Przepraszam,że ostatnio mniej się udzielam,ale jestem mocno zajęta.Wpadam tylko,żeby przeczytać co nowego u Was.
Karolciu,świetnie,że już skończyliście remont i została tylko kosmetyka. Teraz będziesz już panią u siebie,a to dla kobiety najważniejsze.Czy Ali jeszcze w Turcji? trzymam kciuki za Twoje praktyki z polskiego. Będzie dobrze. Jak syneczek,podoba mu się mieszkanko? Czy do domu Twoich rodziców masz daleko?

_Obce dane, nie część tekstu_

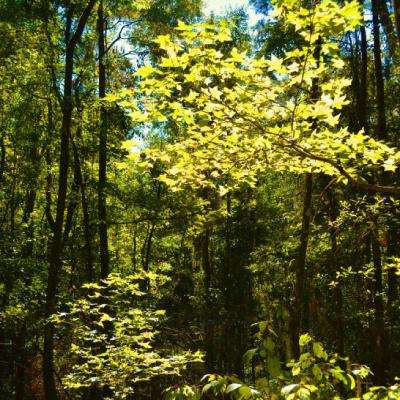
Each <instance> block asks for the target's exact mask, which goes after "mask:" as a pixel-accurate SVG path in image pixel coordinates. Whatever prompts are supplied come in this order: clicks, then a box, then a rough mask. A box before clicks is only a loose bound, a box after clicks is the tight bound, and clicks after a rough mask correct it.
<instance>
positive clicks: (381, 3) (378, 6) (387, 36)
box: [378, 0, 397, 57]
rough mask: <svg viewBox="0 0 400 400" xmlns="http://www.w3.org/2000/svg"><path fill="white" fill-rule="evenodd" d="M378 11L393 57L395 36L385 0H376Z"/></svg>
mask: <svg viewBox="0 0 400 400" xmlns="http://www.w3.org/2000/svg"><path fill="white" fill-rule="evenodd" d="M378 12H379V15H380V17H381V21H382V24H383V26H384V28H385V34H386V38H387V42H388V46H389V53H390V56H391V57H393V56H394V55H395V54H396V45H397V43H396V37H395V32H394V28H393V23H392V20H391V19H390V13H389V10H388V6H387V3H386V0H378Z"/></svg>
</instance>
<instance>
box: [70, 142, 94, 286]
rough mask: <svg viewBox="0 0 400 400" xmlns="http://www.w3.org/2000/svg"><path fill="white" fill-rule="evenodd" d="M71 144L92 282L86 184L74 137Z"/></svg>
mask: <svg viewBox="0 0 400 400" xmlns="http://www.w3.org/2000/svg"><path fill="white" fill-rule="evenodd" d="M71 144H72V153H73V156H74V175H75V179H76V182H77V185H78V187H79V189H80V193H81V206H82V222H83V235H84V239H85V244H84V250H85V264H86V279H87V280H88V282H91V281H93V279H94V268H93V253H92V235H91V230H90V216H89V206H88V200H87V196H86V184H85V181H84V179H83V174H82V167H81V162H80V158H79V153H78V149H77V147H76V144H75V142H74V140H73V139H72V138H71Z"/></svg>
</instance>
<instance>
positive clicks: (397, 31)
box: [393, 0, 400, 44]
mask: <svg viewBox="0 0 400 400" xmlns="http://www.w3.org/2000/svg"><path fill="white" fill-rule="evenodd" d="M393 10H394V21H395V24H396V32H397V39H398V41H399V44H400V0H393Z"/></svg>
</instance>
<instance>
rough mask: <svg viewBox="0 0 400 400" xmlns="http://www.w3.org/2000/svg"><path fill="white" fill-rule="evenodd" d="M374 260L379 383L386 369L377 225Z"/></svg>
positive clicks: (375, 302)
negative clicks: (385, 367)
mask: <svg viewBox="0 0 400 400" xmlns="http://www.w3.org/2000/svg"><path fill="white" fill-rule="evenodd" d="M371 239H372V261H373V264H374V282H373V288H374V292H373V295H374V299H373V300H374V301H373V305H374V323H373V329H372V331H373V354H374V380H375V383H376V384H377V385H383V384H384V381H385V371H384V354H386V353H385V350H384V305H383V299H382V291H383V287H382V254H381V249H380V246H379V241H378V231H377V227H376V226H374V231H373V232H372V238H371Z"/></svg>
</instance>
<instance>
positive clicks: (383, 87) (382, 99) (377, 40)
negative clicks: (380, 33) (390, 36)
mask: <svg viewBox="0 0 400 400" xmlns="http://www.w3.org/2000/svg"><path fill="white" fill-rule="evenodd" d="M372 22H373V36H374V68H375V86H376V106H377V111H378V123H377V137H378V139H380V140H386V139H387V135H386V117H385V89H384V87H385V86H384V81H383V72H382V55H381V41H380V29H379V14H378V0H372Z"/></svg>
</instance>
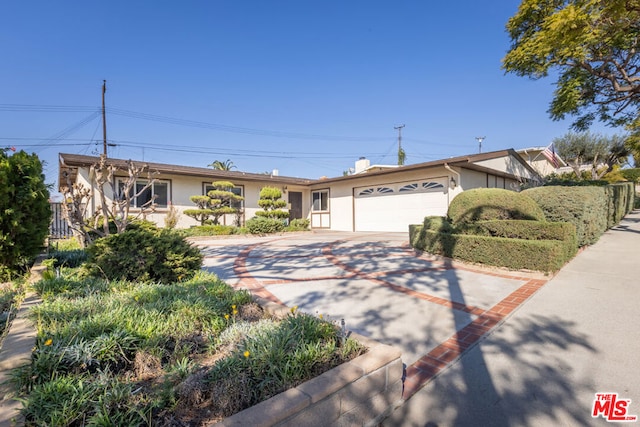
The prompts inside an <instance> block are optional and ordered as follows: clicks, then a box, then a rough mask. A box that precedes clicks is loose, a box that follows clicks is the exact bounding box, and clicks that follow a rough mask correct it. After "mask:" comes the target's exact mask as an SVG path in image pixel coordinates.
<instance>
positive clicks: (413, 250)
mask: <svg viewBox="0 0 640 427" xmlns="http://www.w3.org/2000/svg"><path fill="white" fill-rule="evenodd" d="M277 240H280V239H277ZM274 241H275V240H270V241H269V242H260V243H254V244H250V245H247V246H245V247H244V248H243V249H242V250H241V251H240V253H239V254H238V255H237V256H236V257H235V260H234V265H233V269H234V273H235V275H236V277H237V278H238V279H239V281H238V282H237V283H236V284H235V285H234V286H235V287H236V288H244V289H248V290H249V291H250V292H251V293H252V294H254V295H256V296H259V297H261V298H263V299H266V300H269V301H272V302H275V303H277V304H283V303H282V301H280V300H279V299H278V298H277V297H276V296H275V295H273V294H272V293H271V292H269V291H268V290H267V289H266V288H265V286H266V285H272V284H282V283H291V282H303V281H317V280H329V279H333V278H336V277H335V276H331V277H310V278H303V279H287V280H264V281H259V280H257V279H255V278H254V277H253V276H252V275H251V272H250V271H249V269H248V268H247V260H248V258H250V257H252V256H251V252H252V251H253V250H254V249H256V248H257V247H259V246H262V245H266V244H268V243H271V242H274ZM342 242H345V240H341V241H333V242H330V243H327V244H326V245H324V246H323V247H322V255H320V256H322V257H324V258H326V259H327V260H329V261H330V262H331V263H332V264H333V265H335V266H337V267H339V268H341V269H342V270H344V271H345V275H342V276H340V278H355V277H357V278H360V279H365V280H368V281H371V282H374V283H376V284H379V285H381V286H384V287H387V288H389V289H391V290H393V291H395V292H399V293H402V294H405V295H407V296H410V297H413V298H419V299H423V300H426V301H429V302H432V303H435V304H439V305H442V306H445V307H448V308H452V309H455V310H460V311H463V312H466V313H469V314H472V315H474V316H477V317H476V318H475V319H474V320H472V321H471V322H470V323H469V324H467V325H466V326H464V327H462V328H461V329H460V330H458V331H457V332H455V333H454V334H453V335H452V336H451V337H449V338H448V339H446V340H445V341H443V342H441V343H440V344H439V345H437V346H436V347H435V348H433V349H432V350H431V351H429V353H427V354H425V355H424V356H422V357H420V358H419V359H418V360H417V361H416V362H414V363H413V364H411V365H409V366H407V367H406V369H405V375H404V390H403V399H405V400H406V399H408V398H410V397H411V396H412V395H414V394H415V393H416V392H417V391H418V390H420V389H421V388H422V387H424V386H425V385H426V384H427V383H428V382H430V381H431V380H433V379H434V378H435V377H436V376H437V375H439V374H440V373H441V372H443V371H444V370H445V369H446V368H447V367H449V366H451V365H452V364H453V363H454V362H455V361H457V360H458V359H459V358H460V357H461V356H462V355H463V354H464V353H465V352H466V351H467V350H469V349H470V348H471V347H473V346H474V345H476V344H477V343H478V342H479V341H480V340H482V339H483V338H484V337H486V336H487V335H489V334H490V333H491V332H492V331H493V330H494V329H495V328H496V327H497V326H498V325H500V324H501V323H503V322H504V321H505V319H506V318H507V317H509V315H511V314H512V313H513V312H514V311H515V310H516V309H517V308H518V307H520V306H521V305H522V304H523V303H524V302H525V301H527V300H528V299H529V298H531V297H532V296H533V295H534V294H535V293H536V292H537V291H538V290H539V289H541V288H542V287H543V286H544V285H545V284H546V283H547V282H548V281H549V280H550V279H551V277H548V278H544V279H542V278H531V277H530V275H528V274H526V273H523V274H519V273H518V272H507V271H495V270H493V269H485V268H482V267H476V266H469V265H465V264H462V263H459V262H453V261H451V260H447V259H443V258H439V257H433V256H430V255H425V254H423V253H421V252H418V251H415V250H413V249H412V248H411V247H410V246H409V245H405V247H404V249H405V250H404V251H403V256H407V255H408V256H414V257H417V258H420V259H423V260H427V261H430V262H432V263H433V265H434V266H432V267H427V268H421V269H407V270H395V271H391V272H390V271H385V272H376V273H366V272H363V271H360V270H359V269H357V268H355V267H352V266H350V265H347V264H345V263H343V262H342V261H340V259H339V257H338V256H336V255H334V254H333V247H334V246H335V245H337V244H339V243H342ZM341 256H342V255H341ZM367 256H369V255H367ZM385 256H388V255H385ZM285 257H289V256H285ZM301 257H307V258H311V257H314V256H312V255H304V256H301ZM263 258H270V257H269V256H263ZM451 269H454V270H464V271H469V272H473V273H478V274H483V275H489V276H494V277H498V278H504V279H511V280H518V281H522V282H523V284H522V285H521V286H520V287H519V288H517V289H516V290H515V291H513V292H511V293H510V294H509V295H508V296H507V297H505V298H503V299H502V300H501V301H499V302H498V303H497V304H495V305H494V306H493V307H491V308H489V309H488V310H485V309H482V308H479V307H474V306H468V305H464V304H461V303H458V302H456V301H450V300H448V299H445V298H441V297H437V296H434V295H429V294H425V293H422V292H418V291H414V290H412V289H409V288H406V287H403V286H399V285H396V284H393V283H390V282H388V281H386V280H384V279H383V277H384V276H386V275H390V274H405V273H419V272H429V271H443V270H451Z"/></svg>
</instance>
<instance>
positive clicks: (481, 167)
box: [58, 148, 539, 185]
mask: <svg viewBox="0 0 640 427" xmlns="http://www.w3.org/2000/svg"><path fill="white" fill-rule="evenodd" d="M506 156H511V157H512V158H513V159H515V160H516V161H518V162H519V163H520V164H521V165H522V167H523V168H524V169H526V170H528V171H529V172H530V173H531V175H532V176H534V177H538V176H539V174H538V172H536V171H535V169H533V168H532V167H531V166H530V165H529V164H528V163H527V162H526V161H524V159H522V157H521V156H520V155H519V154H518V153H517V152H516V151H515V150H513V149H511V148H510V149H507V150H500V151H492V152H487V153H480V154H470V155H466V156H458V157H451V158H448V159H442V160H434V161H430V162H424V163H416V164H413V165H405V166H398V167H394V168H388V169H381V170H368V171H367V173H362V174H354V175H348V176H340V177H336V178H321V179H316V180H312V179H305V178H293V177H286V176H277V175H276V176H273V175H265V174H256V173H248V172H238V171H220V170H215V169H210V168H200V167H193V166H180V165H169V164H164V163H150V162H140V161H134V164H136V165H138V166H141V165H147V166H148V167H149V170H150V171H152V172H153V171H157V172H160V173H166V174H173V175H183V176H198V177H203V178H208V179H211V180H221V179H225V180H230V181H233V180H243V181H259V182H265V181H272V182H274V183H279V184H288V185H311V184H319V183H322V184H324V183H327V182H338V181H346V180H357V179H360V178H365V177H371V176H373V175H376V176H377V175H393V174H398V173H402V172H407V171H413V170H419V169H424V168H430V167H437V166H444V165H448V166H456V167H460V168H463V169H472V170H476V171H480V172H486V173H491V174H493V175H497V176H503V177H506V178H513V179H517V178H520V177H519V176H516V175H514V174H512V173H507V172H501V171H498V170H495V169H492V168H488V167H486V166H482V165H479V164H477V162H482V161H485V160H491V159H498V158H501V157H506ZM59 159H60V168H59V174H60V175H59V181H58V182H59V183H63V182H65V181H66V176H67V174H71V178H72V179H71V181H72V182H74V181H75V174H77V169H78V168H79V167H89V166H91V165H93V164H95V163H97V162H98V161H99V160H100V158H99V157H95V156H85V155H80V154H65V153H61V154H60V155H59ZM108 162H109V163H110V164H113V165H116V166H119V167H123V168H124V167H126V162H127V161H126V160H122V159H111V158H109V159H108Z"/></svg>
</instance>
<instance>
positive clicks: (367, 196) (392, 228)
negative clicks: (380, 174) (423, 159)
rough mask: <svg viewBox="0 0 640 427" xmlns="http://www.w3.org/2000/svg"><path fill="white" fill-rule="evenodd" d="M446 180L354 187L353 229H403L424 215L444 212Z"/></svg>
mask: <svg viewBox="0 0 640 427" xmlns="http://www.w3.org/2000/svg"><path fill="white" fill-rule="evenodd" d="M447 183H448V181H447V178H446V177H438V178H427V179H422V180H414V181H408V182H401V183H397V184H381V185H369V186H366V187H357V188H354V210H355V212H354V220H355V230H356V231H397V232H407V231H408V229H409V224H421V223H422V221H423V220H424V217H425V216H428V215H445V214H446V213H447V208H448V206H449V201H448V195H447Z"/></svg>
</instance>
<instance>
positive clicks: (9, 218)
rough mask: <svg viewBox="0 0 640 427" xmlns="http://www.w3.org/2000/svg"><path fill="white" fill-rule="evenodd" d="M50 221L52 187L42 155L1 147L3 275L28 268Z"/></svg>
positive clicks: (1, 223)
mask: <svg viewBox="0 0 640 427" xmlns="http://www.w3.org/2000/svg"><path fill="white" fill-rule="evenodd" d="M50 222H51V206H50V204H49V189H48V187H47V185H46V184H45V183H44V174H43V172H42V163H41V162H40V159H39V158H38V156H36V155H35V154H27V153H25V152H24V151H19V152H17V153H14V154H13V155H8V154H7V150H0V277H6V276H7V275H10V274H12V273H13V272H16V271H26V270H27V268H28V266H29V263H30V261H31V260H32V259H33V257H35V256H36V255H38V253H39V252H40V250H41V249H42V247H43V245H44V240H45V238H46V237H47V234H48V233H49V223H50Z"/></svg>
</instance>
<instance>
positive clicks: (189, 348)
mask: <svg viewBox="0 0 640 427" xmlns="http://www.w3.org/2000/svg"><path fill="white" fill-rule="evenodd" d="M74 258H80V259H81V257H79V256H78V255H77V253H76V255H74ZM60 276H61V277H56V274H50V275H48V276H46V278H45V279H44V280H41V281H40V282H38V283H37V284H36V285H35V290H36V291H37V292H38V293H39V294H40V295H41V296H42V298H43V303H42V304H41V305H39V306H37V307H35V308H34V309H33V310H32V312H31V316H32V320H33V321H34V323H35V324H36V327H37V333H38V338H37V344H36V347H35V348H34V351H33V355H32V363H31V364H30V365H28V366H26V367H25V368H23V369H21V370H18V371H15V374H14V378H13V381H14V384H15V385H16V387H17V388H18V390H19V392H20V398H22V399H24V400H23V402H24V403H23V405H24V407H23V410H22V413H23V415H24V416H25V419H26V424H27V425H34V426H35V425H38V426H40V425H49V426H63V425H64V426H67V425H118V426H120V425H200V424H202V423H204V422H211V421H214V420H219V419H222V418H224V417H227V416H229V415H232V414H233V413H235V412H238V411H241V410H242V409H245V408H247V407H250V406H253V405H255V404H256V403H258V402H260V401H262V400H265V399H268V398H269V397H271V396H274V395H276V394H278V393H280V392H282V391H284V390H287V389H289V388H291V387H294V386H296V385H298V384H300V383H302V382H304V381H306V380H308V379H311V378H313V377H315V376H317V375H318V374H320V373H322V372H325V371H327V370H329V369H331V368H333V367H335V366H337V365H339V364H342V363H344V362H346V361H348V360H351V359H353V358H355V357H357V356H358V355H360V354H362V353H363V352H365V351H366V349H365V348H363V347H362V346H361V345H360V344H359V343H357V342H356V341H354V340H351V339H349V338H346V337H344V336H342V332H341V330H340V328H338V327H337V326H336V325H334V324H332V323H330V322H327V321H325V320H322V319H321V318H320V316H319V317H313V316H309V315H306V314H302V313H298V312H297V311H296V310H295V309H292V310H291V312H290V314H289V315H288V316H287V317H285V318H284V319H276V318H272V317H270V316H268V315H266V314H265V313H264V312H263V310H262V309H261V307H260V306H258V305H257V304H255V303H254V302H253V301H252V298H251V295H250V294H249V293H248V292H247V291H236V290H234V289H232V288H231V287H229V286H228V285H227V284H225V283H224V282H222V281H221V280H219V279H218V278H217V277H216V276H214V275H212V274H208V273H204V272H198V273H197V274H196V275H195V276H194V277H192V278H191V279H189V280H188V281H182V282H176V283H171V284H159V283H139V282H132V281H108V280H105V279H102V278H93V277H87V276H86V273H83V269H82V268H81V267H80V268H72V269H71V268H65V267H62V268H61V269H60Z"/></svg>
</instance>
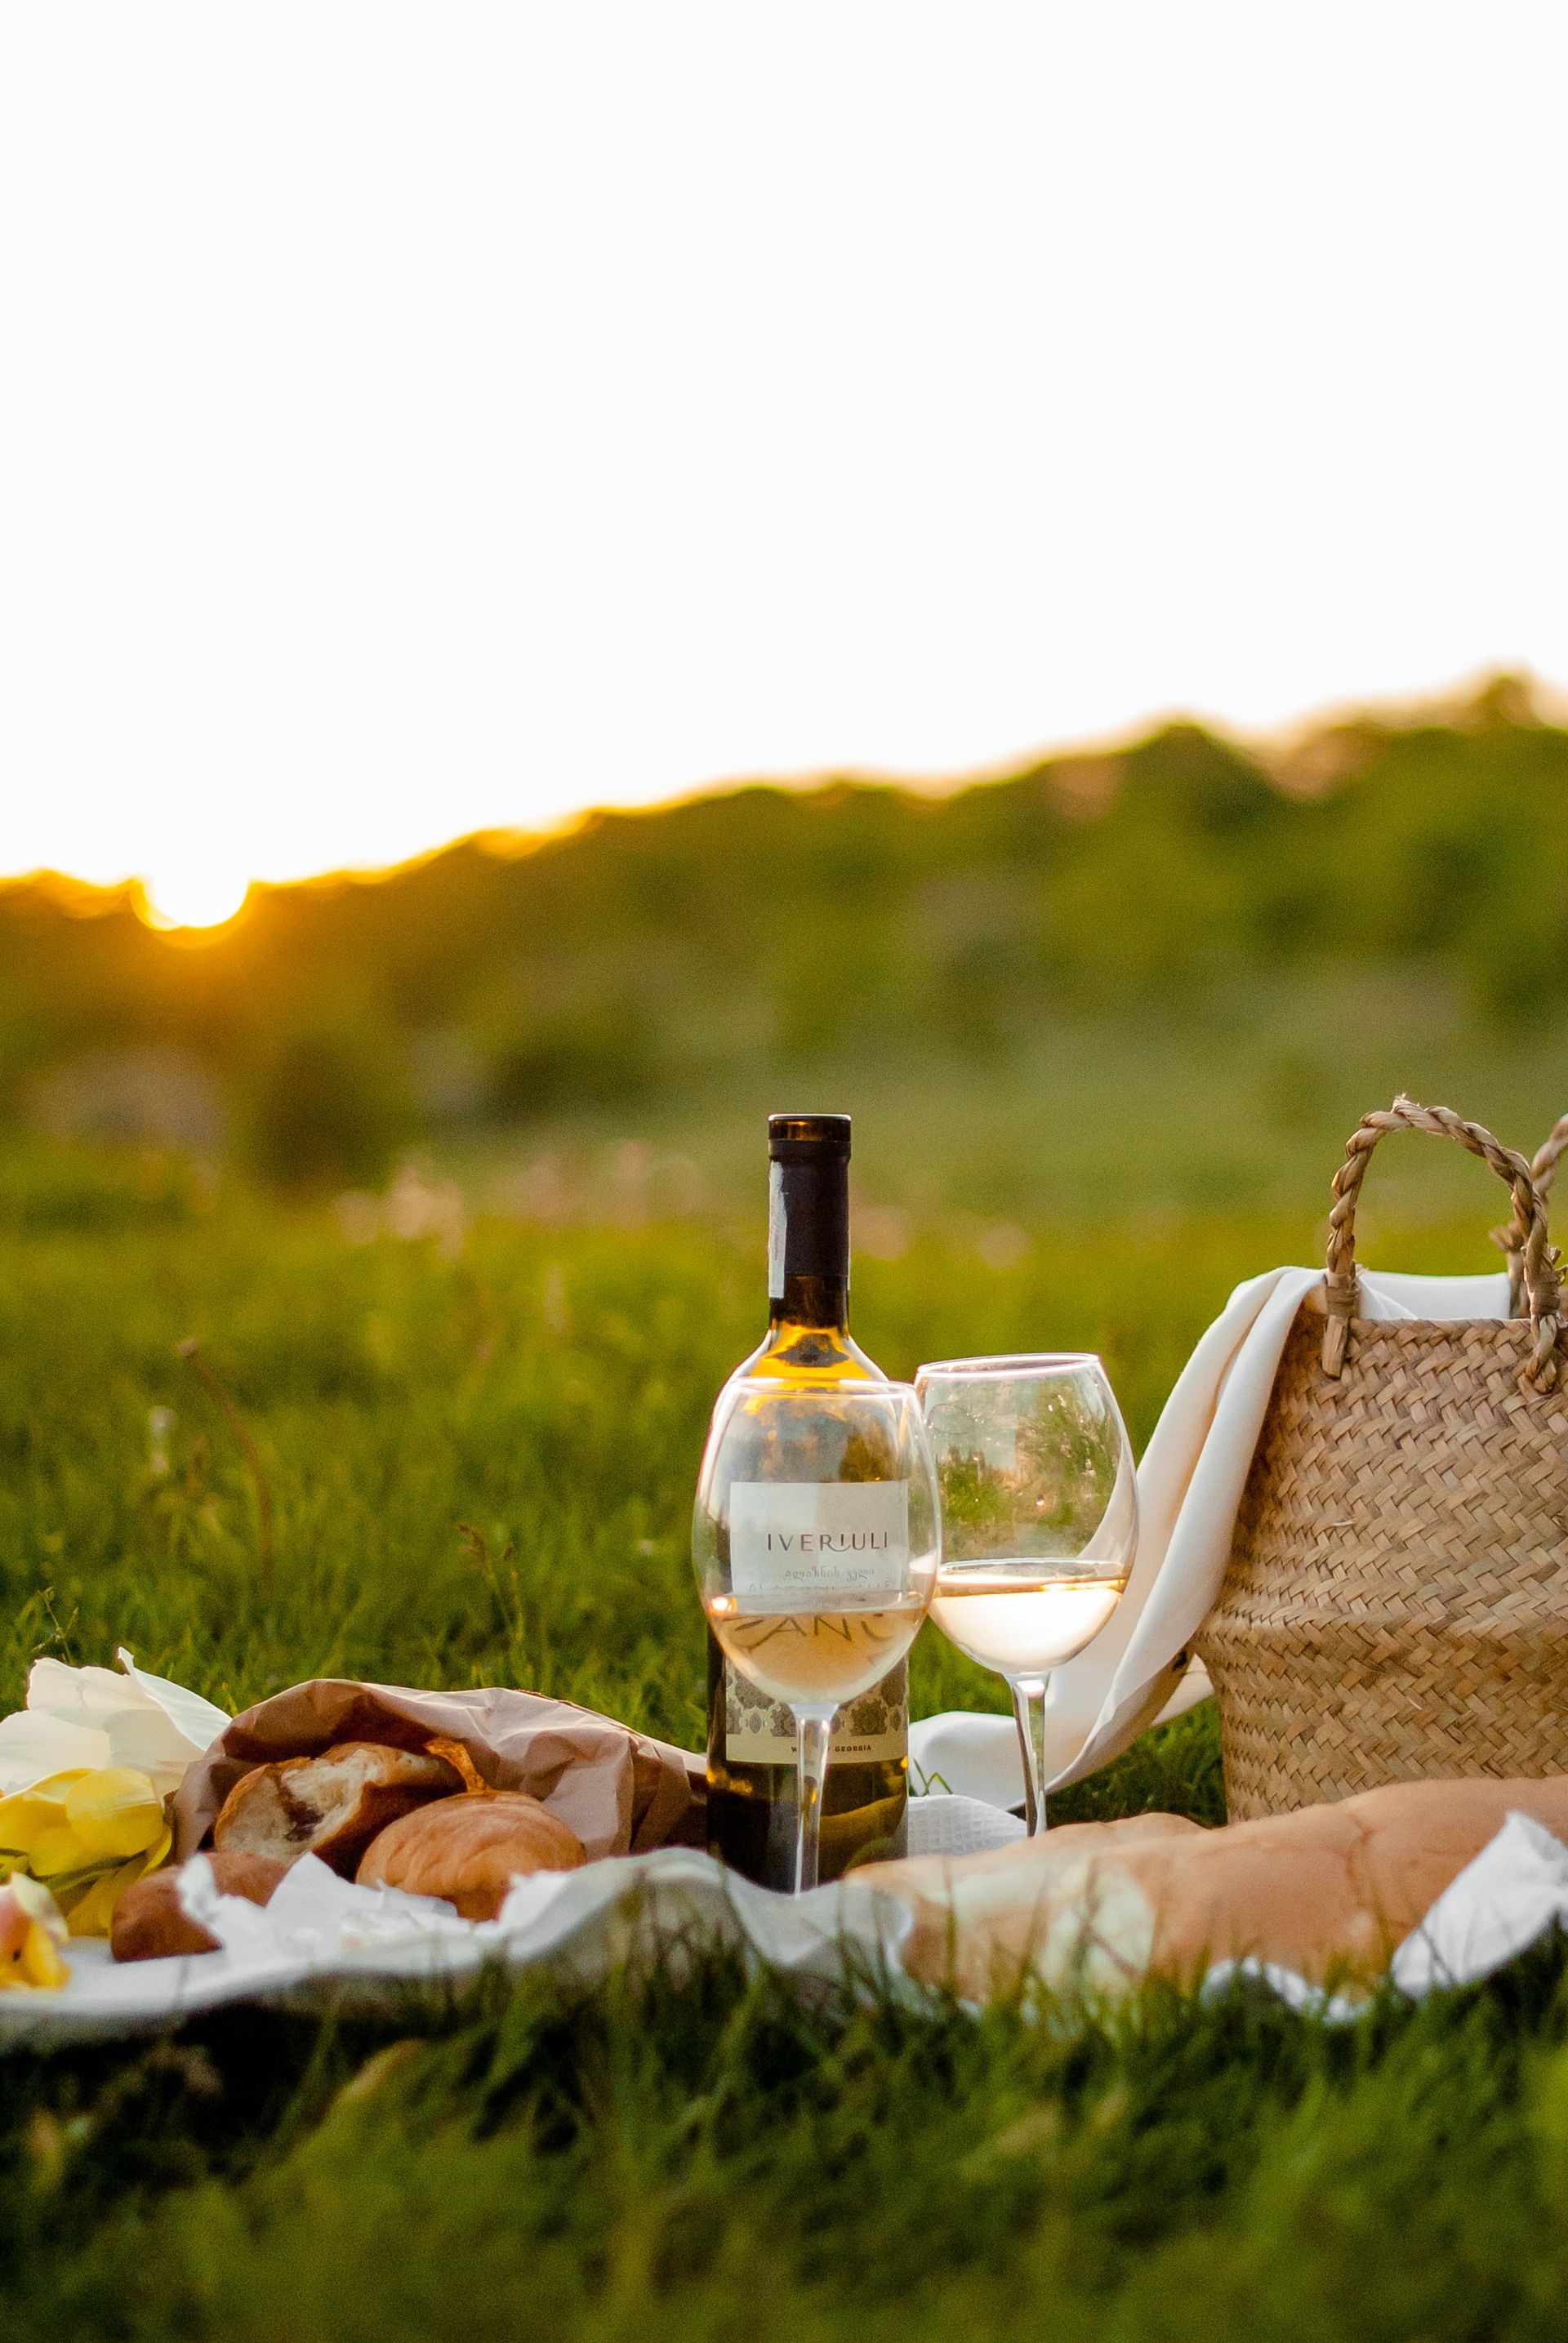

Shira,czas szybko minie i Ahmet będzie miał wojsko z głowy.Ty przez czas jego nieobecności ze zdwojoną siłą oddasz się swojej pasji i łatwiej będzie Ci znieść rozłąkę. Oby służba nie była zbyt długa. Mój znajomy po studiach inżynierskich był tylko 8 mies. w wojsku i to w Stambule.
Leyla, ja Cię doskonale rozumiem,gdyż mam tę samą cechę-mocno przywiązuję się do miejsca i do rzeczy.W Twoim przypadku myśl o zmianie jest szczególnie dotkliwa,gdyż stworzyłaś sobie pierwszy dom pewno na miarę marzeń i trudno Ci się pogodzić z myślą, że przyjdzie czas go opuścić.Ja sobie takiej sytuacji nie wyobrażam.Ja w ogóle sobie nie wyobrażam zmiany miejsca zamieszkania, jakiejkolwiek. A Ciebie czeka nowy kraj,nowa kultura.W Anglię już w jakiś sposób wrosłaś,umiesz się poruszać a w Szwajcarii znów wszystko od początku.I ten język. Ciekawi mnie,co Yildirayowi tak się nie podoba w Anglii,co go dusi. A może to tęsknota za rodziną ciągnie go do Szwajcarii,bo tam ma chociaż braci.?
Aureolo,zyczę Ci szybkiego powrotu do zdrowia,a później miłej podróży do Turcji,pewnie do Gaziantepu. Moja córka tam przez jakiś czas była 2 lata temu.Zwiedź muzeum mozaik.Życzę Ci,aby Aykutowi udało się załatwić wizę do Polski. Uważam, że dla Was lepszym rozwiazaniem byłoby zamieszkanie w Polsce.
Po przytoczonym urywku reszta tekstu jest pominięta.